Mit dem Forschreiten des Baus der Umleitungskanäle verlieren 12 Millionen Menschen im Einzugsbereich des Flusses den natürlichen Zugang zu Wasser. Sie sind dadurch vollkommen auf Wasser aus der Leitung angewiesen, dessen Kosten Schätzungen zufolge von 0,003 Cent auf 21 Cent pro Liter ansteigen werden. Der Priester Dom Tomás Balduino spricht vom teuersten Wasser der Welt. Die Weltbank lehnte die Förderung des Projekts mit dem Argument ab, es habe eine kommerzielle Ausrichtung und würde armen Bevölkerungsgruppen nicht zugute kommen.

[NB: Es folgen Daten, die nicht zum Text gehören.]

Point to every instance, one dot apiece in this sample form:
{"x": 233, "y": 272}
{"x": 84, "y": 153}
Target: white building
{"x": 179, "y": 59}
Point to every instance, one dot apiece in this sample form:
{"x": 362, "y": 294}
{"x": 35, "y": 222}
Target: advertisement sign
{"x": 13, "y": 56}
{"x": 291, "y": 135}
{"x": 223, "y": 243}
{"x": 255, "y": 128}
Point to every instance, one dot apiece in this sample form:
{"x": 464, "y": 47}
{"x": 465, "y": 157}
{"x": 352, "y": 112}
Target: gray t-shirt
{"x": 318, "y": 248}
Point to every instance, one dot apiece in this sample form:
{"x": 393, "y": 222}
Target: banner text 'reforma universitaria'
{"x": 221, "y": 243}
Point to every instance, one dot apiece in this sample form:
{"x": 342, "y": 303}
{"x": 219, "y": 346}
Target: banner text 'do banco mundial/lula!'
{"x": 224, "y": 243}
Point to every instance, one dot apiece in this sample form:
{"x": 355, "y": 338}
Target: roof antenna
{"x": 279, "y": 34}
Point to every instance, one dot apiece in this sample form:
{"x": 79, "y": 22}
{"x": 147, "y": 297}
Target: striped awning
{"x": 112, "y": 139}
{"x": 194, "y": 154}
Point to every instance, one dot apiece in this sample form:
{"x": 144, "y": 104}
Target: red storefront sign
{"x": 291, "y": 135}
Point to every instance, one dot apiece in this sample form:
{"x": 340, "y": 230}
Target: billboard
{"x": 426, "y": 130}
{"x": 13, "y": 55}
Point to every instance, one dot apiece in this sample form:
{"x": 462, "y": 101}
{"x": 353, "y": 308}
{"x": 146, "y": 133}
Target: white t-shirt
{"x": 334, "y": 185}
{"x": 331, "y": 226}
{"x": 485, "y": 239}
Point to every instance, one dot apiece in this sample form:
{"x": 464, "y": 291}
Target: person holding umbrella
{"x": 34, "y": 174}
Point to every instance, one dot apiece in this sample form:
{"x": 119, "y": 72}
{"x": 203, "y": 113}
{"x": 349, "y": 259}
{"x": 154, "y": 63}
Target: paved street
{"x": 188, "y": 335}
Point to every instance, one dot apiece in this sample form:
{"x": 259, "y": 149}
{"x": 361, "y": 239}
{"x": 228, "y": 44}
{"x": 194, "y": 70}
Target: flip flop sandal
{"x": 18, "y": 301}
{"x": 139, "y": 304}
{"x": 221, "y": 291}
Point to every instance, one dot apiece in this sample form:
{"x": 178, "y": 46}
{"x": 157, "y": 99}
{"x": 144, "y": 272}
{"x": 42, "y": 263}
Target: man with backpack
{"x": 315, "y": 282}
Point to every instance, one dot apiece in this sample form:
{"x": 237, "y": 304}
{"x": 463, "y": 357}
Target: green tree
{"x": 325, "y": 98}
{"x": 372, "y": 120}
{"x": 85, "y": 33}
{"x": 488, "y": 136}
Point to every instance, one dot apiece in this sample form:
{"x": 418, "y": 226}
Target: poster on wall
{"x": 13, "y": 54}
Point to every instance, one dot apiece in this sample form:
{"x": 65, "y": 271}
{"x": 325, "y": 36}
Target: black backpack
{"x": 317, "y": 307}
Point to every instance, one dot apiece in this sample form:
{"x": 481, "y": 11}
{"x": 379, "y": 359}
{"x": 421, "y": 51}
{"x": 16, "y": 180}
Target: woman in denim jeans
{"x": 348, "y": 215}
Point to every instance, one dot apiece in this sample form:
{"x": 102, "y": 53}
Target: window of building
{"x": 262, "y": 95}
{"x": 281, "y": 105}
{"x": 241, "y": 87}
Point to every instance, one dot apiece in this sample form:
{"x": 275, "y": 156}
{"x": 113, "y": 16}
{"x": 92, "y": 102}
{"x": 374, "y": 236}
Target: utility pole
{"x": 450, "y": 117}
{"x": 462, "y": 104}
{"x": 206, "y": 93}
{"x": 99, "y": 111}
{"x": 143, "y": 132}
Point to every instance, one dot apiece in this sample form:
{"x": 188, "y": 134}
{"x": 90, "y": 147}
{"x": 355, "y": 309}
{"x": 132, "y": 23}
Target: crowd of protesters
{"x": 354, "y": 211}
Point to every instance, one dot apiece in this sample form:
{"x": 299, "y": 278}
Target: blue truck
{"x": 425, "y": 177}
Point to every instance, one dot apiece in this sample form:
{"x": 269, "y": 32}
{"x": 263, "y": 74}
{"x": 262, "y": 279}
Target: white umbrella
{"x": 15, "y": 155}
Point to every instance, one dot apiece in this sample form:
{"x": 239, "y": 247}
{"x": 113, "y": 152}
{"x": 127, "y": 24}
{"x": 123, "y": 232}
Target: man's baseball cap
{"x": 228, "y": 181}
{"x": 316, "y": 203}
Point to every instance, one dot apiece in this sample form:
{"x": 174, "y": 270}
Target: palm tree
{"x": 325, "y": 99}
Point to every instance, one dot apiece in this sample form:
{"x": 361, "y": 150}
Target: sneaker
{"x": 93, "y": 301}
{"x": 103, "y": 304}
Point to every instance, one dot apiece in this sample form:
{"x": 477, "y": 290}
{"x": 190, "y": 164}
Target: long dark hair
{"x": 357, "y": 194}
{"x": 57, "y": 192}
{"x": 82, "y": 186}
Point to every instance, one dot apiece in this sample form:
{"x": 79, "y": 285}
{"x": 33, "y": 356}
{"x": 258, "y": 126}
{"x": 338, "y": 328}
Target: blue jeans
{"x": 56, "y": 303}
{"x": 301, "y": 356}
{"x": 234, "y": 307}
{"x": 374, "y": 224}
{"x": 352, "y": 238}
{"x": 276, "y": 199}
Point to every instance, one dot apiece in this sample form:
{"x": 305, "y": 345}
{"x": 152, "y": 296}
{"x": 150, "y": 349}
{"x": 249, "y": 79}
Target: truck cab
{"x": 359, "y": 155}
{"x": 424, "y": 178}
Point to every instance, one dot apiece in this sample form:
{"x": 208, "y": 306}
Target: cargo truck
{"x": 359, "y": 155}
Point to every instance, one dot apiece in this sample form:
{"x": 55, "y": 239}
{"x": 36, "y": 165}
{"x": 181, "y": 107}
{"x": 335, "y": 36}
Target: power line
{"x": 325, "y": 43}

In Freiburg erhielt Dom Cappio für sein Engagement zum Schutz des natürlichen Gleichgewichts des São Francisco und für dessen Erhalt als Lebensgrundlage der lokalen Bevölkerung den Kantpreis. In seiner Dankesrede unterstrich der Bischof, dass das Umleitungsprojekt lediglich der „sicheren Wasserversorgung riesiger Obstexportunternehmen, der Produktion von Agrotreibstoffen, von Krabben und Stahl“ diene.

Über die Verfassungsklage der Partei für Sozialismus und Freiheit, PSOL, muss erst noch entschieden werden. Wegen der Verletzung von in der Verfassung verankerten Rechten indigener Gruppen durch das Umleitungsprojekt, hatte die PSOL Klage eingereicht. Die Kampagne „Indigene Völker verteidigen den São Francisco Fluss gegen die Ableitung“ fordert eine öffentliche Anhörung vor dem obersten brasilianischen Gericht.